The Botanischer Garten der Universität Konstanz (1.5 hectares) is a botanical garden maintained by the University of Konstanz. It is located about 250 meters northwest of the campus north parking lot in Konstanz, Baden-Württemberg, Germany, and open weekdays without charge.

The garden was begun in 1972, with its first greenhouses completed in 1982. Additional greenhouses were added in 1993, and in 1997 its outdoor garden was redesigned and replanted.

Today the garden contains about 1400 species, including approximately 290 crop species outdoors and 160 tropical crop species in the greenhouse. Its major sections include regional plants (with a strong collection of beach grass and reed plants), apple trees, crops, and an extensive collection of wild herbs and weeds from fields and vineyards. The greenhouses contain a collection of tropical crops, tropical weeds, and plants that demonstrate animal-plant interactions, as well as a cold house containing over 460 species, including flora of the Canary Islands, Mediterranean plants, carnivorous plants, and succulents. Garden staff also maintain two nature trails.

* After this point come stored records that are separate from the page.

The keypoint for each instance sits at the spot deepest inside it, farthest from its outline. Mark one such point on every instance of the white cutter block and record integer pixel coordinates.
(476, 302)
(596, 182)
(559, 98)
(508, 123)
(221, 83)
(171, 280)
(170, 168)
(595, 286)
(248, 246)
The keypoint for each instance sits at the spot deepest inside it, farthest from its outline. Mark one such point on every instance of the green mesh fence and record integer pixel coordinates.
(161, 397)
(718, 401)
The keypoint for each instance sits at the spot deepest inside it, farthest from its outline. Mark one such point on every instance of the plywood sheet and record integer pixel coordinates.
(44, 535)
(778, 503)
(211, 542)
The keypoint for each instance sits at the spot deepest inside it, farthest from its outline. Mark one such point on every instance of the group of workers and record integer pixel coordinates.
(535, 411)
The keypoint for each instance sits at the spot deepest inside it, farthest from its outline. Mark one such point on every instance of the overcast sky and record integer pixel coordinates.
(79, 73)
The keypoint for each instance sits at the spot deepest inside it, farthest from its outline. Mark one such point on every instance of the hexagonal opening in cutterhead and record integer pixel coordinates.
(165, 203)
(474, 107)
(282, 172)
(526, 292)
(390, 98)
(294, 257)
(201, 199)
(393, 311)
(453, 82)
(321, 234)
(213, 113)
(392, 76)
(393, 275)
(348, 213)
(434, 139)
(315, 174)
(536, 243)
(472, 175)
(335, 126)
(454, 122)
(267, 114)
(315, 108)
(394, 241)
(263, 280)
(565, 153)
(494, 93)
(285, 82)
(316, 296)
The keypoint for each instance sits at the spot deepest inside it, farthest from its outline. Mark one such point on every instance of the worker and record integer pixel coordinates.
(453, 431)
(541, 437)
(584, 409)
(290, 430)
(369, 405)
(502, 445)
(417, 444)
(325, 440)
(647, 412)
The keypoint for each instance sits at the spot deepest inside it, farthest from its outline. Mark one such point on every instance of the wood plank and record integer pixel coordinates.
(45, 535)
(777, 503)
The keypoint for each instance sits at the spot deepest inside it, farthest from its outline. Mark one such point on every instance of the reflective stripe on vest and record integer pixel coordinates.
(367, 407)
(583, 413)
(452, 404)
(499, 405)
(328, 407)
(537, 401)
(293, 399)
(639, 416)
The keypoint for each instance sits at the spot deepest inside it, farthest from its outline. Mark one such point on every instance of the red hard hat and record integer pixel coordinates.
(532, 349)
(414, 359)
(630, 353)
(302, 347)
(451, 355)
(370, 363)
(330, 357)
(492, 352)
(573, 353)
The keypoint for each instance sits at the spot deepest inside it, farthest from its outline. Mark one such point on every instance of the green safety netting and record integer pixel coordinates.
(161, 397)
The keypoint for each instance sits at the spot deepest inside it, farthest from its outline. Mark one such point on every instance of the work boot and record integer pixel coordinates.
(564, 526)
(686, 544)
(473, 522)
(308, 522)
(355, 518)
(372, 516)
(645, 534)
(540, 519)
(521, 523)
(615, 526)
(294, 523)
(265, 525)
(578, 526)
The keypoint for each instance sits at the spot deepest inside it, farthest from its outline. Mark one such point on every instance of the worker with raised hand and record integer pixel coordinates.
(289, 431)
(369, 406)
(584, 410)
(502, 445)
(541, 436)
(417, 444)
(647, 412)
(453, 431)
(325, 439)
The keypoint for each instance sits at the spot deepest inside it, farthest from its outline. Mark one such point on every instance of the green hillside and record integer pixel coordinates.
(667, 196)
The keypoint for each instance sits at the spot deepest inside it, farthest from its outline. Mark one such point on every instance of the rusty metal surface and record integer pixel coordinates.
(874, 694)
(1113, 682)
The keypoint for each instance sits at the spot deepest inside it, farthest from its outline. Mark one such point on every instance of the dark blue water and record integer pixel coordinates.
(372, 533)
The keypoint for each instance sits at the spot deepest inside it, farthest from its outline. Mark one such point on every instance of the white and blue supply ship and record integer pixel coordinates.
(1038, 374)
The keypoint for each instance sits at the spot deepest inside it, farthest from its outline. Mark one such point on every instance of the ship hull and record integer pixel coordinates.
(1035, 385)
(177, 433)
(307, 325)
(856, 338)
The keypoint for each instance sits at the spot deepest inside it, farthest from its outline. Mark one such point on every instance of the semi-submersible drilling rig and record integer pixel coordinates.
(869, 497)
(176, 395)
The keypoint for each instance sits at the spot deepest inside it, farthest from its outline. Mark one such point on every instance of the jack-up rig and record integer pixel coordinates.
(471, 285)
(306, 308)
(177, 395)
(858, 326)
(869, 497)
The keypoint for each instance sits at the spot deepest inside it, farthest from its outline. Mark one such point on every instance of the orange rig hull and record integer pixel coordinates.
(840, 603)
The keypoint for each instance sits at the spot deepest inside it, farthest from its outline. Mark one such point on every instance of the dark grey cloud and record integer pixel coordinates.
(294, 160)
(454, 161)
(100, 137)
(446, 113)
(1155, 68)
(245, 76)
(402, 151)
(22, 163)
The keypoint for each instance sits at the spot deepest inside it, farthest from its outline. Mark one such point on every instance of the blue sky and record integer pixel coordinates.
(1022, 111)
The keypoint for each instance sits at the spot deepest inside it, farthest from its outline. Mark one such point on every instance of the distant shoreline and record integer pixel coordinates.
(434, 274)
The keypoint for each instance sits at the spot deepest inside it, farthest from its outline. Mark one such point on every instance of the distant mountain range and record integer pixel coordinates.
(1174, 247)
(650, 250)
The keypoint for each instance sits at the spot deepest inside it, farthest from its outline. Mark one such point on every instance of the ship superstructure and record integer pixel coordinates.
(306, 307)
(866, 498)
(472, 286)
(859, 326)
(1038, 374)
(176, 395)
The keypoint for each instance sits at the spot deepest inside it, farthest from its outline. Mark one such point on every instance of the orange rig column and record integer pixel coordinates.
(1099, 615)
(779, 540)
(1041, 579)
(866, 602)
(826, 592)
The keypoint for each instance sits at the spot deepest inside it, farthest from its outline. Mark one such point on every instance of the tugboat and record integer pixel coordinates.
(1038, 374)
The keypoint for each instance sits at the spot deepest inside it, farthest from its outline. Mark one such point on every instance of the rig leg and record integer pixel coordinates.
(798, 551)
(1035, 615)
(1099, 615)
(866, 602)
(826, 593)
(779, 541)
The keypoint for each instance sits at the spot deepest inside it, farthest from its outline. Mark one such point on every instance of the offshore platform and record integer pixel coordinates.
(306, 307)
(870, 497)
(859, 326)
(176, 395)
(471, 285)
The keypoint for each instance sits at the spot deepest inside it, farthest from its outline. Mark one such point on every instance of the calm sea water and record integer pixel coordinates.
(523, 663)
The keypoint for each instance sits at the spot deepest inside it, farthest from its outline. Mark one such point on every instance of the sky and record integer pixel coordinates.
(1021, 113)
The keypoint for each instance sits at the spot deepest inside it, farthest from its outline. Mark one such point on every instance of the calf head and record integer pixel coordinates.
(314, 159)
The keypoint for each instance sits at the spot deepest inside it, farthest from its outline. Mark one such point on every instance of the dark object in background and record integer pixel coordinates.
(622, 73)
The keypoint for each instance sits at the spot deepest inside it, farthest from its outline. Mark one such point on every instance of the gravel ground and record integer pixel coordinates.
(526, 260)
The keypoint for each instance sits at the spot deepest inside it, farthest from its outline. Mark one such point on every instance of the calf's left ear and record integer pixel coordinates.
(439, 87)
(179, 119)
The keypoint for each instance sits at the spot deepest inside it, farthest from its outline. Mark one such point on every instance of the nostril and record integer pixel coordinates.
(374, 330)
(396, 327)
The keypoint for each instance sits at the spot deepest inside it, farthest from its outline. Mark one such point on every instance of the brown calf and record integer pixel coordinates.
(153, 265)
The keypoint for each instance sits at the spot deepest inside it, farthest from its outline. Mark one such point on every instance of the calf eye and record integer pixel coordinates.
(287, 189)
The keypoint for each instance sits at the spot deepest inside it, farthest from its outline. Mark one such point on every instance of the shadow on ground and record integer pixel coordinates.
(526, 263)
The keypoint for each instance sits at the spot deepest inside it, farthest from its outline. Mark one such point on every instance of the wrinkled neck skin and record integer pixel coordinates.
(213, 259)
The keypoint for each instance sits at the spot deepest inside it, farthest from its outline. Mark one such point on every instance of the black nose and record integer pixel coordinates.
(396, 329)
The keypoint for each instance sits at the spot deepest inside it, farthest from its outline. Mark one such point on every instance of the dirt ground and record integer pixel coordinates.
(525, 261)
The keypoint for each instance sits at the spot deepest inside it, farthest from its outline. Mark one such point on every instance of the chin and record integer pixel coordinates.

Rare species from the Lake Constance region include Armeria purpurea, Blackstonia perfoliata, Deschampsia littoralis, Equisetum variegatum, Erucastrum nasturtiifolium, Gentiana utriculosa, Globularia punctata, Gratiola officinalis , Myosotis rehsteineri, Orchis coriophora, Orchis palustris, Oxytropis pilosa, Potentilla micrantha, Ranunculus reptans, and Samolus valerandi.

Research on crop stress and disease includes Arabidopsis thaliana, Coffea arabica, Fragaria vesca, Malus domestica, Medicago sativa, Phragmites australis, and Vicia faba.